Çocuğunuzu Korkuyla Değil, Sevgiyle Büyütün

Gönderi paylaş:

Anne babalar; kendi yollarında güvenle yürüyebilen, günlük yaşamda kendilerini idare edebilen çocuklar isterler. Ancak çocuğun bütün bu beklentilere cevap verebilmesi için “korku”yu mümkün olduğu kadar az tanıması gerekir.

Burada yine ebeveynlerin tipik ikilemleri söz konusudur; çocuğu kendi halinde özgürce bırakma ve koruma altına alma arasındaki dengeleme çelişkisi. Çocuklar yeni şeyleri sağlıklı bir biçimde öğrenmeleri için keşiflerinin yanında korunmaya ve desteğe ihtiyaç duydukları gibi, kendi ayaklarının üzerinde güçlü durmayı öğrenmeleri için de geniş boş alana ve hareket özgürlüğüne gereksinim duyarlar. Fakat genellikle küçük bireylerin anne ve babaları, onların zorlanmalarını engellemek için sürekli rahat ettirmeye çalışırlar ve yönlendirmeye girerler.

Ebeveynlerin bu ilgilerinden dolayı çocuk, normal ve gerekli gelişimi tamamlayamaz ve zaman geçtikçe hayal kırıklığı artar. Çocuk kendi kendine bir şeyler denemekten korkar, her şeyin önüne hazır gelmesini bekler. Artık üç yaşına gelmiştir, fakat hala mamasını tek başına yemez veya yiyemez. Dört yaşındaki çocuk ise yardım almadan çizmelerini giyemez veya tek başına odasına gidip, hırkasını alamaz.

Ancak kendine ve yakınlarına güvenen çocuklar sağlıklı olur

Çocuklar doğumlarından itibaren yavaş hareketlerle ve yorulmadan tek başlarına ilerlemeye ve gelişmeye yönelik programlıdırlar. Yetişkinler çocuklarına özellikle bu konuda destek olabilirler.

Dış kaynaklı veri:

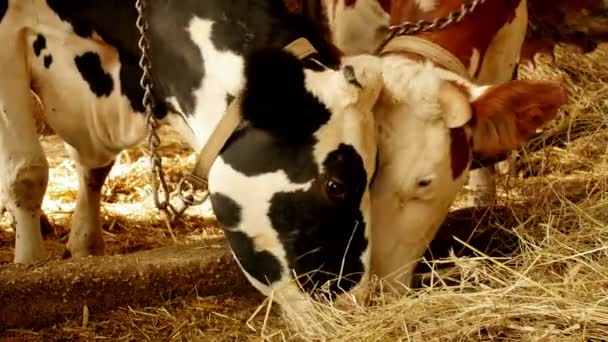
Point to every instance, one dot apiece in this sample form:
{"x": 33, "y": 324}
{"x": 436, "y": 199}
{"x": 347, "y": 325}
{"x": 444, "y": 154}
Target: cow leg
{"x": 482, "y": 187}
{"x": 85, "y": 234}
{"x": 23, "y": 165}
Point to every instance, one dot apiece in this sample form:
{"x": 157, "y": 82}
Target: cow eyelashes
{"x": 349, "y": 75}
{"x": 335, "y": 189}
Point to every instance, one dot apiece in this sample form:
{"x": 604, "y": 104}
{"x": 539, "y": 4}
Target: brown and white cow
{"x": 433, "y": 116}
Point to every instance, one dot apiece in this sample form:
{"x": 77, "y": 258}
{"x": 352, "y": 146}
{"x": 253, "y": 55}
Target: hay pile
{"x": 553, "y": 286}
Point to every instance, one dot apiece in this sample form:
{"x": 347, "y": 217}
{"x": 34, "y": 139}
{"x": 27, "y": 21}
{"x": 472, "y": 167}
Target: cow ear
{"x": 507, "y": 115}
{"x": 275, "y": 96}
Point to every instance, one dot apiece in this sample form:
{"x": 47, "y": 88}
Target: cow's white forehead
{"x": 255, "y": 193}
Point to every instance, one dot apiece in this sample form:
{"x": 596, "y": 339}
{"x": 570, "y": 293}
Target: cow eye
{"x": 349, "y": 75}
{"x": 335, "y": 189}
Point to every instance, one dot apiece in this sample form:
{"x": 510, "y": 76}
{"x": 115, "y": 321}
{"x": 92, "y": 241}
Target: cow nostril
{"x": 424, "y": 182}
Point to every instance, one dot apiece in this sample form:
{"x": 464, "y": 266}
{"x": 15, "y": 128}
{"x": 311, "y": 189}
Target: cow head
{"x": 430, "y": 121}
{"x": 290, "y": 188}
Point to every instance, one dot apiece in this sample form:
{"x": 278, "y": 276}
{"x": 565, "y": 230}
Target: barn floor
{"x": 548, "y": 281}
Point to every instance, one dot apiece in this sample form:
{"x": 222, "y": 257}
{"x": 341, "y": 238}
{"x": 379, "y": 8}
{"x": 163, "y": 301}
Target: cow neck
{"x": 475, "y": 32}
{"x": 423, "y": 49}
{"x": 232, "y": 118}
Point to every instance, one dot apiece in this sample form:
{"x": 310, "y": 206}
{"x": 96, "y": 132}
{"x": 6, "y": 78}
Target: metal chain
{"x": 409, "y": 27}
{"x": 185, "y": 189}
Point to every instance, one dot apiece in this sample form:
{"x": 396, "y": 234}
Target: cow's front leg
{"x": 85, "y": 235}
{"x": 482, "y": 187}
{"x": 23, "y": 165}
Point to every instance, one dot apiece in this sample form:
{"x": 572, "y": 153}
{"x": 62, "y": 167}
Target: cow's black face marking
{"x": 226, "y": 210}
{"x": 275, "y": 98}
{"x": 39, "y": 44}
{"x": 48, "y": 60}
{"x": 261, "y": 265}
{"x": 276, "y": 102}
{"x": 89, "y": 66}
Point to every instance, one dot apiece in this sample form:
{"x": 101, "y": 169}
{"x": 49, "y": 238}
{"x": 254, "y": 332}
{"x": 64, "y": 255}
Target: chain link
{"x": 186, "y": 190}
{"x": 408, "y": 28}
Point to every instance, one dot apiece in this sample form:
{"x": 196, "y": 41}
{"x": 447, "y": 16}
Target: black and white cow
{"x": 291, "y": 185}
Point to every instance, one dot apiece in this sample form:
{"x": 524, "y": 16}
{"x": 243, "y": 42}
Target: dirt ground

  • Çocukta korku oluşturmamak gerekir. Bu sebepten dolayı “Biraz sonra düşeceksin” demek yerine, “Sıkı tutun” demeyi tercih edin.
  • Çocuğun uyarılması için çok hareketlendirilmesi gerekir. Bebeğin yatağına hareket eden oyuncaklar koymak; bir yaş çocuklarını kum havuzunda ve toplarla oynatmak; dört yaş çocuklarına hoplayıp zıplamalarını sağlayan oyunlar yapmak bütün duyulara hitap eden deneyimlerdir. Böylelikle çocuklar kendileri ve çevreleriyle tanışırlar ve çevrelerindeki sınırları tanırlar.
  • Çocuğun yaptığı bir eylemi, kendisi tarafından devam ettirmesine izin verilmelidir. Bir yaş çocuğu mamasını tek basina mı yemek istiyor? Kesinlikle izin verilmeli! Dökülen mamalar sorun teşkil etmemeli; çünkü kolaylıkla yıkanabilen veya silinebilen önlükler vardır. Beş yaş çocuğu bağcıkların nasıl bağlandığını mi öğrenmek istiyor? Bağcıkları sürekli telaş halinde bağlamak yerine, onun tek başına nasıl bu işin üstesinden geleceği öğretilmelidir.
  • Çocuk belli bir amaca yönelik olarak övülmelidir. Mesela; ona “Ne kadar becerikli bir çocuksun” demek yerine, “Çok iyi, fermuarı tek başına kapatabildin!” demeyi tercih etmelisiniz.
  • Çocuk neşelendirilmeli ve beraberce yabancı faaliyetler denenmeli. Mesela; “Şimdi, bütün ayakkabıların dolaba sığıp sığmadığını deneyeceğiz” demek, “Ayakkabıları topla!” demekten daha iyidir.
  • Çocuğa karşı sabırlı olmak gerekir. Sürekli “Ben yaparım” diyen bir kişi çocuğunun cesaretlenmesini engeller.
  • Çocuğa zaman ayırmak gerekir. Mesela, çocukla beraber oyun parkına gidilmeli. Ayrıca çocuğun sallanmaya, kum havuzunda oynamaya veya diğer oynayan çocukları izlemeye tek başına karar vermesi gerekir. Bu süreç ancak baskı olmadığı zaman anlam kazanır.
  • Çocuğa karşı kararlı davranmak gerekir. Üç yaşında bir çocuktan ceketini kendisinin giymesini istemeli ve ancak çok ender durumlarda yardım edilmeli. Aksi takdirde çocuk neden bu kadar çaba gösterildiğini anlayamaz.
  • Çocuk kesinlikle başka çocuklarla kıyaslanmamalı. Her kişinin kendine has bir ritmi ve özellikleri vardır. Çocuk ebeveyni tarafından olduğu gibi sevildiğini hissederse, tek başına hareket etmek için gereken bilinci gelişir.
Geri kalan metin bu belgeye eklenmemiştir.